Читаем Эйсид-хаус полностью

Смит не любил говорить о своем хобби на работе, да и вообще не очень любил говорить. Но как-то раз в офисе Майк Флинн застал его с «Хэллиуэллом» и, видя, как он судорожно работает маркером, сказал что-то, чего Смит толком не разобрал, зато услышал иронический смех своих коллег. Взволнованный, он, к собственному удивлению, начал, нехарактерно и почти безотчетно, лепетать о своей страсти и ее размахе.

– Ты, должно быть, без ума от видео, – сказала Ивонна Ламсден, вопросительно поднимая брови.

– Всегда любил кино, – кивнул Смит.

– Скажи мне, Иэн, – спросил Майк, – что ты будешь делать, когда посмотришь все перечисленные фильмы? Что будет после того, как ты отметишь абсолютно все?

Эти слова тяжело ударили Смита прямо в грудь. В голове у него помутилось, сердце бешено застучало.

«Что будет после того, как ты отметишь абсолютно все?»

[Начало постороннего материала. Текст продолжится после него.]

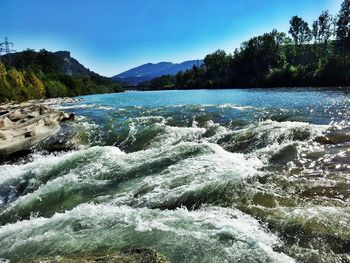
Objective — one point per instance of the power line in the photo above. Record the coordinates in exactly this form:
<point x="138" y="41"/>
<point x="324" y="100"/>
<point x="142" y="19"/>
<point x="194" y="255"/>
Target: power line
<point x="5" y="47"/>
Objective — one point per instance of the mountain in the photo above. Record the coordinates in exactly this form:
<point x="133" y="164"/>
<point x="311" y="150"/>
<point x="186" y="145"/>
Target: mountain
<point x="150" y="71"/>
<point x="58" y="62"/>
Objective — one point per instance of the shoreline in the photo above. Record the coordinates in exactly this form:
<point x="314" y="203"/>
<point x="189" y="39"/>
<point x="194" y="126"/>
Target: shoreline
<point x="25" y="124"/>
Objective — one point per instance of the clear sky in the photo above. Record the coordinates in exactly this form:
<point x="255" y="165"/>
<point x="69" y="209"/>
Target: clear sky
<point x="111" y="36"/>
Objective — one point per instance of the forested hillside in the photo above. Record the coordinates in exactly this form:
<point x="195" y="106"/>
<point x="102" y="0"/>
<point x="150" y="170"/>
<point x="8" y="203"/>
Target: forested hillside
<point x="33" y="75"/>
<point x="309" y="55"/>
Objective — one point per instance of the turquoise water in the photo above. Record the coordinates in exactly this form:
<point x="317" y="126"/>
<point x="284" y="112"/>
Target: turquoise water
<point x="200" y="176"/>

Джули оставила его, потому что считала скучным. Она отправилась автостопом по Европе с приятелем нетвердого морального облика, и Смит слегка недолюбливал этого приятеля как дополнительный фактор в распаде его, Смитова, брака. Утешало только воспоминание о том, как Джули хвалила его сексуальную мощь. Ему всегда было сложно кончить во время полового акта, а она испытывала оргазм за оргазмом, часто вопреки себе самой. Потом Джули неизменно терзалась из-за своей неспособности доставить мужу это удовольствие, которое превыше всего. Врожденная неуверенность побеждала здравое мышление, и Джули начинала искать проблему в себе; ей и в голову не приходила та простая истина, что человек, за которого она вышла замуж, был аномалией в плане мужской сексуальности.

– Тебе было хорошо? – спрашивала она его.

– Великолепно, – отвечал Смит, неизменно обламываясь в своих попытках спроецировать страсть сквозь безразличие. Затем он говорил: – Ну, отбой.

Джули ненавидела слово «отбой» больше любых других, исходивших из его губ. От этого слова ей делалось чуть ли не физически тошно. Смит выключал лампу у изголовья и мгновенно проваливался в глубокий сон. А Джули гадала, почему вообще связалась с ним. Ответ лежал в ее пульсирующем лоне, измотанном безостановочным сексом; хозяйство у Смита было, как у жеребца, и он мог фачиться всю ночь.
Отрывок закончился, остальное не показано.